The response to his challenge was far-reaching. People from all over, from various backgrounds, posted their own videos, often owning up to their own prejudices about different races, discussing how they learned those ideas to begin with, and pledging their effort to be more conscious and to do better.

It became a digital conversation among strangers that’s turned out to be a real dialogue about racism. Several people posted reply videos expressing their gratitude for other participants’ honesty.

Despite the open communication, some people have criticized White for not being truthful about his background.

White’s real name is Jorge Moran, and he is a part-White, part-Cuban businessman with a background in acting and film. While he was born and raised in the South, he no longer has the thick Southern accent he used in his first couple videos. He denied accusations he is getting paid to post these videos by any outside group, and he said he changed his name to protect himself from any backlash for starting what he said was a “highly controversial and potentially dangerous” online conversation. He said he has already received death threats as a result.

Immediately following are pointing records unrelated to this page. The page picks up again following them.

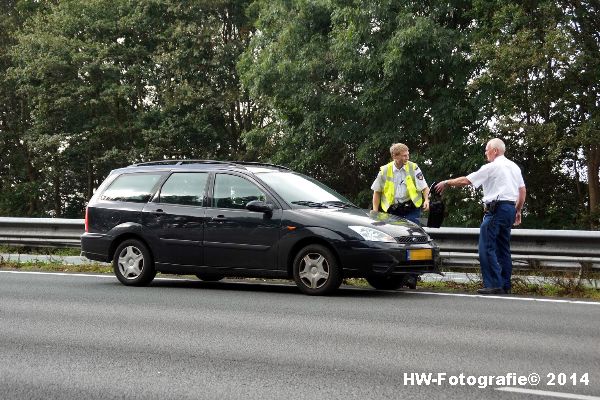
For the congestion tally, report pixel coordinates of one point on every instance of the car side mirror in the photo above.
(259, 206)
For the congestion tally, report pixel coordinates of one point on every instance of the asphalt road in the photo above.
(88, 337)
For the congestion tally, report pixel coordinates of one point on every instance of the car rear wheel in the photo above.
(386, 282)
(209, 277)
(133, 264)
(316, 271)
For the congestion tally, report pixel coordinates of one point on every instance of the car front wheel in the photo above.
(133, 264)
(316, 271)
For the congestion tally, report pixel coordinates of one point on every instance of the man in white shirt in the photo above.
(504, 195)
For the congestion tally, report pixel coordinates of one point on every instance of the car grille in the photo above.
(412, 239)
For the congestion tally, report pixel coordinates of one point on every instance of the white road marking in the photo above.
(548, 393)
(504, 297)
(507, 297)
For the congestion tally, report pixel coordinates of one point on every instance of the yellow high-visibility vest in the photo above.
(387, 197)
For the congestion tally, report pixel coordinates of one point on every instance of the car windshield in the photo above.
(302, 190)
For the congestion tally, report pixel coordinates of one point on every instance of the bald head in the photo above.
(497, 144)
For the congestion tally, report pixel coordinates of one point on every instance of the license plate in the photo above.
(419, 254)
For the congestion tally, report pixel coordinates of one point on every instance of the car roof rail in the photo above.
(242, 164)
(259, 164)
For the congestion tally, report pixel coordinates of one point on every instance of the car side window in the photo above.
(135, 188)
(235, 192)
(185, 188)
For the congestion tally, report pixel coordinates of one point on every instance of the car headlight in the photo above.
(373, 235)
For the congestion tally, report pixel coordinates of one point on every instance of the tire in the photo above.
(208, 277)
(316, 270)
(133, 263)
(386, 282)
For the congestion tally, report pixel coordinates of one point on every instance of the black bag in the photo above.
(436, 209)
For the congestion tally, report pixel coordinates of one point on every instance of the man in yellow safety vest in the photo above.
(400, 187)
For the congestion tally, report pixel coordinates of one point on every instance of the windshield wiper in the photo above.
(309, 203)
(338, 203)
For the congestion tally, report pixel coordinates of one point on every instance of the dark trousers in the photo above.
(494, 246)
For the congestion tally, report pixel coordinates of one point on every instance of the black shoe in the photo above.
(490, 291)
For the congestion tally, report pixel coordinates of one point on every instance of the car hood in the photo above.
(390, 224)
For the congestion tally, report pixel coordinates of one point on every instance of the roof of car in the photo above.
(203, 165)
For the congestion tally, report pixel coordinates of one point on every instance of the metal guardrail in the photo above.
(41, 232)
(530, 247)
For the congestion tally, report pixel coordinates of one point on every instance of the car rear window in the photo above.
(135, 188)
(184, 188)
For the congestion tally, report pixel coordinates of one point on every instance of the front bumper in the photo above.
(95, 246)
(362, 259)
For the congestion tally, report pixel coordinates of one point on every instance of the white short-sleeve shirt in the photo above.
(501, 180)
(400, 190)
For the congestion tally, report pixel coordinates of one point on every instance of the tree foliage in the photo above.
(324, 86)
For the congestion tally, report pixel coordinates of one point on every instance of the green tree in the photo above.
(344, 80)
(540, 70)
(107, 83)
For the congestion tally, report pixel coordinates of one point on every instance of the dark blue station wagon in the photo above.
(237, 219)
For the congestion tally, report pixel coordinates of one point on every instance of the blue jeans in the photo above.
(494, 247)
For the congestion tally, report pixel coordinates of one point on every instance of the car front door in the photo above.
(235, 237)
(175, 219)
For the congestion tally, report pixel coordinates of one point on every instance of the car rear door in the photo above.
(235, 237)
(175, 219)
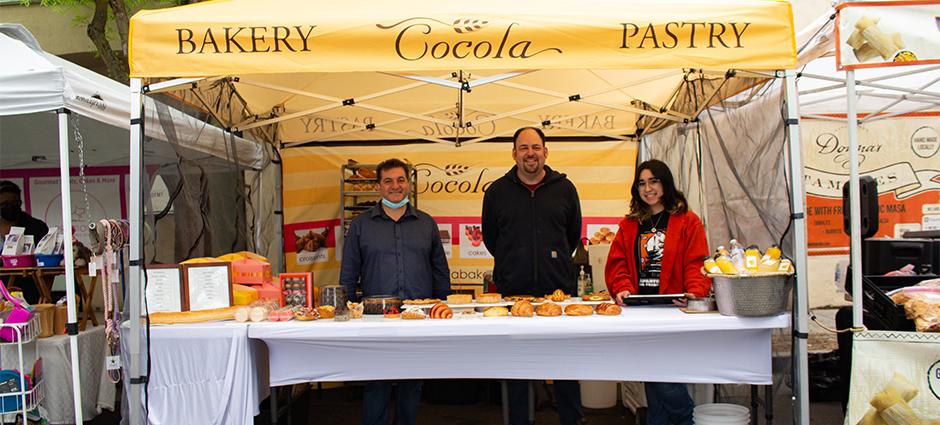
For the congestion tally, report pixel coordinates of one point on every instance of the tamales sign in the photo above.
(891, 33)
(232, 37)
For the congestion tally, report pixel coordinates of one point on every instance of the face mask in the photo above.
(394, 205)
(10, 212)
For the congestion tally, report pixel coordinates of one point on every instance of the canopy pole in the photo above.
(135, 276)
(72, 326)
(855, 215)
(801, 302)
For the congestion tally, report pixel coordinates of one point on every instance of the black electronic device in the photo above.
(868, 206)
(882, 255)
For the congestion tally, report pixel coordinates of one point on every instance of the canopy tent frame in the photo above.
(698, 92)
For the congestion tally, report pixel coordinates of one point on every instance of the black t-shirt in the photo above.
(650, 240)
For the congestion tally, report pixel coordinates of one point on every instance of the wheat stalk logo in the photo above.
(468, 25)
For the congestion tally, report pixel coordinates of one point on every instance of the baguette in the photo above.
(217, 314)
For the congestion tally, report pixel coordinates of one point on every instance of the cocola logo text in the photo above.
(416, 40)
(451, 178)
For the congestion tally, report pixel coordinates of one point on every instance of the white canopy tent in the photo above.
(34, 83)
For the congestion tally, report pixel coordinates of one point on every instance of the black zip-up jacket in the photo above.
(532, 234)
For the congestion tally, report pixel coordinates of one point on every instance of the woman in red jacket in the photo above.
(659, 249)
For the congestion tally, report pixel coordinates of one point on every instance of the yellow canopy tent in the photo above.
(296, 71)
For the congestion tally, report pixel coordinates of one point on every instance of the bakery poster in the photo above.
(900, 153)
(885, 34)
(450, 186)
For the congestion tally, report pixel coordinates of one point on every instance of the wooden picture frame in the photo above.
(207, 285)
(308, 284)
(164, 291)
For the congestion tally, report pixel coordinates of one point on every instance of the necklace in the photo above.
(656, 223)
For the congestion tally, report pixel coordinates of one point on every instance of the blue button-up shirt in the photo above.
(404, 258)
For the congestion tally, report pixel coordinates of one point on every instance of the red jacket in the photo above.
(683, 252)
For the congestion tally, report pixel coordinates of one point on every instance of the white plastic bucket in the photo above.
(721, 414)
(598, 394)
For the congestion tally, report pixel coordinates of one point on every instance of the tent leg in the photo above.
(72, 327)
(135, 275)
(855, 214)
(801, 303)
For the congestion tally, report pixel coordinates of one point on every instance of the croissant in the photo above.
(557, 296)
(548, 308)
(608, 309)
(579, 310)
(522, 308)
(441, 311)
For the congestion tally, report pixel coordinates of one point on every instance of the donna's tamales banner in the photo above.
(450, 187)
(902, 156)
(894, 33)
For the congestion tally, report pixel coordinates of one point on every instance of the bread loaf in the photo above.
(213, 315)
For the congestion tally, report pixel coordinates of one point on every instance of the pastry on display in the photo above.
(608, 309)
(421, 301)
(413, 313)
(377, 304)
(392, 313)
(557, 296)
(306, 314)
(522, 308)
(227, 313)
(579, 310)
(489, 297)
(459, 299)
(355, 310)
(597, 296)
(497, 311)
(327, 311)
(548, 308)
(440, 311)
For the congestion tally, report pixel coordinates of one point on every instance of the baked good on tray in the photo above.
(548, 308)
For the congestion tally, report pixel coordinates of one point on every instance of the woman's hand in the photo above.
(620, 296)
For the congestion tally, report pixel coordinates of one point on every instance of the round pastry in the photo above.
(548, 308)
(355, 310)
(597, 296)
(557, 296)
(413, 313)
(608, 309)
(496, 311)
(326, 311)
(487, 298)
(441, 311)
(579, 310)
(306, 314)
(392, 313)
(522, 308)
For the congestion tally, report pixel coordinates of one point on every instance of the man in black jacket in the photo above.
(531, 226)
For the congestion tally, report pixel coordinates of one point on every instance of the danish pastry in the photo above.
(441, 311)
(326, 311)
(497, 311)
(548, 308)
(413, 313)
(579, 310)
(608, 309)
(522, 308)
(557, 296)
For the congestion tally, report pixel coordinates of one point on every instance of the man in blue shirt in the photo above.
(394, 249)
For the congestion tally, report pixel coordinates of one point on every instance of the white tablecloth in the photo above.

His videos have also caused outrage among some who claim the videos are promoting “white guilt,” which White doesn’t buy into.

“A whole bunch of them, and that’s the problem is that white guilt is a defense mechanism,” White said. “I’m not asking anybody to be guilty or feel guilty. I’ve never told anybody to be guilty. What I’ve asked people to do is to take on one of the most immoral things in our society, which is racial and social injustice.”

Born and raised in a small town in Tennessee, White said he was a product of his environment at home.